A US-led research team has verified the first Mediterranean mass grave of the world’s earliest recorded pandemic, providing stark new details about the plague of Justinian that killed millions of people in the Byzantine empire between the sixth and eighth centuries.
The findings, published in February’s Journal of Archaeological Science, offer what researchers say is a rare empirical window into the mobility, urban life and vulnerability of citizens affected by the pestilence.
DNA taken from bodies at a mass burial ground at Jerash in modern-day Jordan show the grave represented “a single mortuary event”, instead of the normal, gradual growth over time of a traditional cemetery, according to the team that last year identified Yersinia pestis as the microbe that caused the plague.
The new research focused on the victims, how they lived, their susceptibility to the disease and why they were in Jerash, a regional trade hub and the epicenter of the pandemic that raged from AD541 to AD750.
“Earlier stories identified the plague organism. The Jerash site turns that genetic signal into a human story about who died, and how a city experienced crisis,” said Rays Jiang, the study’s lead author and associate professor in the University of South Florida’s department of global, environmental and genomic health sciences.

“Pandemics aren’t just biological events, they’re social events. By linking biological evidence from the bodies to the archaeological setting, we can see how disease affected real people within their social and environmental context.
“This helps us understand pandemics in history as lived human health events, not just outbreaks recorded in text.”
A multidisciplinary team of archaeologists, historians and genetic experts from the University of South Florida, Florida Atlantic University and the University of Sydney produced the paper, with Jiang and her researchers looking at DNA extracted from teeth.
They found that a diverse demographic range of victims, which she said showed that a largely mobile population was together and effectively stuck in the same place by the disease, similar to how travel shut down during the Covid pandemic.
“People move. They’re transient, and vulnerable, and normally they are disturbed, dispersed. Here, they were brought together by crisis,” Jiang said, adding that ancient pandemics thrived in densely populated cities shaped by travel and environmental change.

Excavations revealed more than 200 people were buried in the grave at the hippodrome in Jerash, known as the Pompeii of the Middle East for its preserved Greco-Roman ruins. Jiang said they were a mix of men and women, old and young, “people in their prime, and teenagers”.
“At that time there were slaves, mercenaries, all sorts of people, and our data is consistent with this being a transient population. That’s not a new thing,” she continued.

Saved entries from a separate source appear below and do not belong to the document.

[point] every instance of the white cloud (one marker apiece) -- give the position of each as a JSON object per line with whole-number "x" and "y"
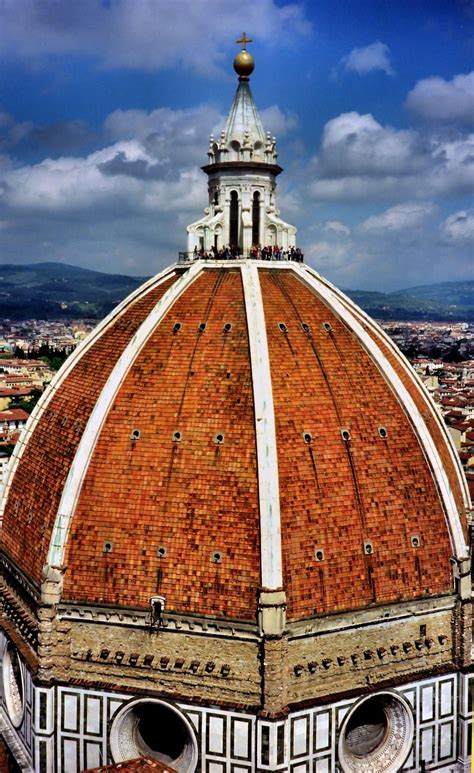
{"x": 336, "y": 228}
{"x": 278, "y": 121}
{"x": 435, "y": 99}
{"x": 375, "y": 56}
{"x": 402, "y": 217}
{"x": 361, "y": 160}
{"x": 459, "y": 227}
{"x": 149, "y": 34}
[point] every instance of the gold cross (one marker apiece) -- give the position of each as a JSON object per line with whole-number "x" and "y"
{"x": 244, "y": 40}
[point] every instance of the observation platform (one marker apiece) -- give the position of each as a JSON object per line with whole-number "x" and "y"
{"x": 293, "y": 254}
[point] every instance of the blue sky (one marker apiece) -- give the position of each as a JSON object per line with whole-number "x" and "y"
{"x": 106, "y": 107}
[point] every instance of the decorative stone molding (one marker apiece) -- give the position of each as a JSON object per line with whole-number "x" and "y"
{"x": 13, "y": 684}
{"x": 52, "y": 585}
{"x": 272, "y": 612}
{"x": 154, "y": 728}
{"x": 376, "y": 735}
{"x": 140, "y": 618}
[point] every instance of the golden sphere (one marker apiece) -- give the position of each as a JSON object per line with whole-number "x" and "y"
{"x": 244, "y": 64}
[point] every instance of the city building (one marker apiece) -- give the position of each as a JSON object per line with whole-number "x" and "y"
{"x": 235, "y": 530}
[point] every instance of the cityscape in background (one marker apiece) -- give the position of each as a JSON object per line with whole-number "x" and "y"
{"x": 442, "y": 353}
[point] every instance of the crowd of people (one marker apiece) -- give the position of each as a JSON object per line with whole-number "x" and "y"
{"x": 230, "y": 252}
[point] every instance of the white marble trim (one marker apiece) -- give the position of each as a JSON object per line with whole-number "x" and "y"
{"x": 417, "y": 383}
{"x": 99, "y": 414}
{"x": 267, "y": 459}
{"x": 427, "y": 444}
{"x": 64, "y": 372}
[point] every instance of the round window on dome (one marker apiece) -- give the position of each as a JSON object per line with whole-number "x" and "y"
{"x": 376, "y": 734}
{"x": 13, "y": 684}
{"x": 153, "y": 728}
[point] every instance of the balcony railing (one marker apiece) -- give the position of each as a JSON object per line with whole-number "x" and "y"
{"x": 269, "y": 254}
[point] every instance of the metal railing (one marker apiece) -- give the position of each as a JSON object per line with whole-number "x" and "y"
{"x": 296, "y": 255}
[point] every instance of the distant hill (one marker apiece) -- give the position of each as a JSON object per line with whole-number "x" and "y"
{"x": 55, "y": 290}
{"x": 437, "y": 302}
{"x": 58, "y": 290}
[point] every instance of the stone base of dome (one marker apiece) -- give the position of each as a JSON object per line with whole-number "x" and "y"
{"x": 68, "y": 729}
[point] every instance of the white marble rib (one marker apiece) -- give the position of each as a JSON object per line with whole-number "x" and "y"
{"x": 460, "y": 549}
{"x": 64, "y": 372}
{"x": 99, "y": 414}
{"x": 267, "y": 459}
{"x": 417, "y": 383}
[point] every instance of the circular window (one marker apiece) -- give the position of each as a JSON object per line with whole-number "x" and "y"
{"x": 153, "y": 728}
{"x": 13, "y": 684}
{"x": 377, "y": 734}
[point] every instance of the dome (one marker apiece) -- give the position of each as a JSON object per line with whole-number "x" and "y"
{"x": 235, "y": 427}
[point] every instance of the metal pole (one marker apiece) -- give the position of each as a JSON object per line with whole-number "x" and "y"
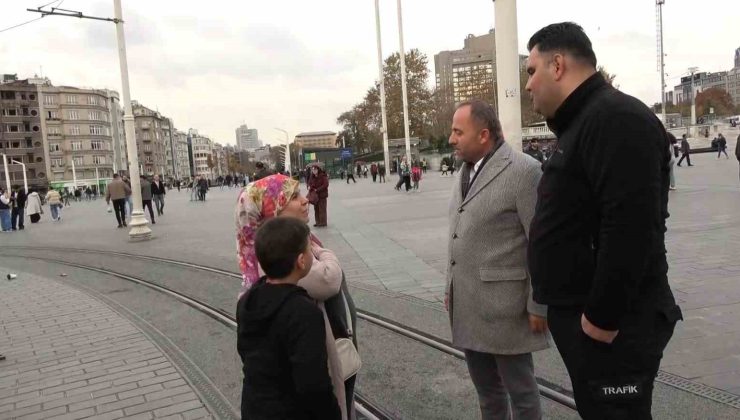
{"x": 692, "y": 123}
{"x": 507, "y": 72}
{"x": 662, "y": 63}
{"x": 287, "y": 151}
{"x": 25, "y": 178}
{"x": 381, "y": 75}
{"x": 7, "y": 173}
{"x": 139, "y": 224}
{"x": 74, "y": 173}
{"x": 403, "y": 85}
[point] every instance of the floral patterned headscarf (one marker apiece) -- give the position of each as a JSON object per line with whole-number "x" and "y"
{"x": 259, "y": 201}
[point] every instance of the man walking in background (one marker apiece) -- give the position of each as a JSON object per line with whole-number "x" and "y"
{"x": 488, "y": 295}
{"x": 685, "y": 151}
{"x": 117, "y": 191}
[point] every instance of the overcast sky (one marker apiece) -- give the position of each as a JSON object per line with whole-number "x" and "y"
{"x": 296, "y": 64}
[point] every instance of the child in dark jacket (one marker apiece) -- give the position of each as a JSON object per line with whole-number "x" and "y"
{"x": 281, "y": 332}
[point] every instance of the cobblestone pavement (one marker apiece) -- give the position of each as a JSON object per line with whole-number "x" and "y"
{"x": 70, "y": 356}
{"x": 397, "y": 241}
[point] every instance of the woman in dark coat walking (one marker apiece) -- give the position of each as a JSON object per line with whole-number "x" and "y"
{"x": 319, "y": 183}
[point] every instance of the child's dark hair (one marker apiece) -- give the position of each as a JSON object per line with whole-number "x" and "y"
{"x": 278, "y": 244}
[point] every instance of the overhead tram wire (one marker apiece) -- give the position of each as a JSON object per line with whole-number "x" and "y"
{"x": 59, "y": 3}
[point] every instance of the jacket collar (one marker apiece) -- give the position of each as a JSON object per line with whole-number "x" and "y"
{"x": 488, "y": 172}
{"x": 573, "y": 104}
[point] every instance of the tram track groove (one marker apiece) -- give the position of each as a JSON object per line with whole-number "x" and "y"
{"x": 547, "y": 389}
{"x": 363, "y": 405}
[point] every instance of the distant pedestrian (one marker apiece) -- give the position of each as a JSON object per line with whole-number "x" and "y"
{"x": 17, "y": 211}
{"x": 722, "y": 146}
{"x": 320, "y": 185}
{"x": 685, "y": 151}
{"x": 416, "y": 177}
{"x": 5, "y": 223}
{"x": 55, "y": 204}
{"x": 404, "y": 175}
{"x": 672, "y": 163}
{"x": 351, "y": 175}
{"x": 33, "y": 206}
{"x": 117, "y": 191}
{"x": 146, "y": 197}
{"x": 202, "y": 188}
{"x": 158, "y": 192}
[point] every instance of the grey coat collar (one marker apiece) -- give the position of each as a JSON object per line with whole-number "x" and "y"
{"x": 498, "y": 162}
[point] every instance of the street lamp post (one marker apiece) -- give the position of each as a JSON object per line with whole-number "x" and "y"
{"x": 7, "y": 173}
{"x": 692, "y": 71}
{"x": 287, "y": 150}
{"x": 381, "y": 75}
{"x": 507, "y": 72}
{"x": 139, "y": 224}
{"x": 403, "y": 85}
{"x": 25, "y": 178}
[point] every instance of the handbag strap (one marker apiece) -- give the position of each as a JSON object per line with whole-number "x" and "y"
{"x": 349, "y": 315}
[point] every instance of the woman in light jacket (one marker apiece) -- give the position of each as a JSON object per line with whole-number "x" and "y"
{"x": 279, "y": 195}
{"x": 33, "y": 206}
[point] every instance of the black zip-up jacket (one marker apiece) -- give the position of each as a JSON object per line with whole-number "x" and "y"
{"x": 597, "y": 239}
{"x": 282, "y": 343}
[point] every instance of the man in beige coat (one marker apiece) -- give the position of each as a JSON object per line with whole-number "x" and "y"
{"x": 489, "y": 296}
{"x": 117, "y": 191}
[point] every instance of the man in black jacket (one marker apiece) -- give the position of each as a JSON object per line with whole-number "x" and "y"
{"x": 685, "y": 151}
{"x": 597, "y": 239}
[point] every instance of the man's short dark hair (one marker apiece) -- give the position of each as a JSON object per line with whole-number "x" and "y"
{"x": 484, "y": 114}
{"x": 278, "y": 244}
{"x": 564, "y": 37}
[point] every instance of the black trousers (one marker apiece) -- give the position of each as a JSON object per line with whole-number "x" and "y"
{"x": 16, "y": 217}
{"x": 613, "y": 381}
{"x": 148, "y": 204}
{"x": 119, "y": 207}
{"x": 686, "y": 156}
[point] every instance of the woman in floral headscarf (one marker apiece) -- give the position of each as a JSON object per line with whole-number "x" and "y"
{"x": 280, "y": 196}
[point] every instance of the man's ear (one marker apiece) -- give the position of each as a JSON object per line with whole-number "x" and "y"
{"x": 300, "y": 262}
{"x": 559, "y": 65}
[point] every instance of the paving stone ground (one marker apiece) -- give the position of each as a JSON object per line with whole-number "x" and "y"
{"x": 398, "y": 241}
{"x": 69, "y": 356}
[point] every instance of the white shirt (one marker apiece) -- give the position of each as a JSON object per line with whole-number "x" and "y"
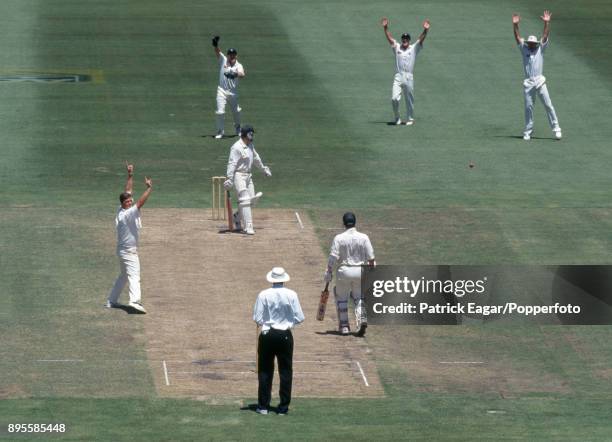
{"x": 241, "y": 159}
{"x": 352, "y": 248}
{"x": 229, "y": 84}
{"x": 405, "y": 59}
{"x": 278, "y": 308}
{"x": 533, "y": 61}
{"x": 128, "y": 223}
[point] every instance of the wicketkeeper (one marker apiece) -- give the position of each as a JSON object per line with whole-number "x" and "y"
{"x": 241, "y": 159}
{"x": 350, "y": 250}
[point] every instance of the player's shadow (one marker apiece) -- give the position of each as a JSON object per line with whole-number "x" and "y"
{"x": 330, "y": 332}
{"x": 253, "y": 408}
{"x": 388, "y": 123}
{"x": 129, "y": 310}
{"x": 520, "y": 137}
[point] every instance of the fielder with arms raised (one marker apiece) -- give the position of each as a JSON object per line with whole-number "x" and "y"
{"x": 405, "y": 57}
{"x": 534, "y": 84}
{"x": 128, "y": 224}
{"x": 350, "y": 250}
{"x": 242, "y": 157}
{"x": 230, "y": 70}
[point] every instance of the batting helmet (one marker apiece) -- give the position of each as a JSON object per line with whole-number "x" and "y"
{"x": 245, "y": 130}
{"x": 349, "y": 219}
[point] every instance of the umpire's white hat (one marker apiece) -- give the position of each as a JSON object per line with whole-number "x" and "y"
{"x": 277, "y": 274}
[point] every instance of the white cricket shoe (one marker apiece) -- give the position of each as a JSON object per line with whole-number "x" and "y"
{"x": 137, "y": 306}
{"x": 256, "y": 198}
{"x": 237, "y": 222}
{"x": 250, "y": 230}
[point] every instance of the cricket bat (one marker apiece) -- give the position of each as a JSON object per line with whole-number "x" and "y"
{"x": 230, "y": 213}
{"x": 323, "y": 302}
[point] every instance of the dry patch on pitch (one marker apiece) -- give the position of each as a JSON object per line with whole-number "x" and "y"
{"x": 461, "y": 359}
{"x": 199, "y": 286}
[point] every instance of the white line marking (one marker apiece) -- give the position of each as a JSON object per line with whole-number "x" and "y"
{"x": 365, "y": 380}
{"x": 461, "y": 362}
{"x": 297, "y": 215}
{"x": 369, "y": 228}
{"x": 166, "y": 373}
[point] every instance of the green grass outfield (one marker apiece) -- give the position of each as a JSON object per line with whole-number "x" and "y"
{"x": 317, "y": 91}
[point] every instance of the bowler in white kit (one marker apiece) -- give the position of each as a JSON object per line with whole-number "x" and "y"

Jiang said the research exposed other parallels in more modern pandemics, particularly Covid, dismissed by Donald Trump in its early days as “a hoax”.
“There’s a whole school of thought that says the first pandemic did not happen,” she said. “The denialists argue that if you look at census data, the population did not collapse like the Black Death, if you look at economic tracking, you don’t see anything, if you study residence density maps you don’t see a disruption. And plus, no one had found a mass grave.
“But the first plague is actually much easier to untangle than Covid. We have Yersinia pestis as the microbe; we have a mass grave, and bodies, hard evidence that it happened. Whether society or institutions collapsed is a separate matter. You can have a disease rampage through and don’t have to have a revolution, a revolt, a regime change to prove that it did.”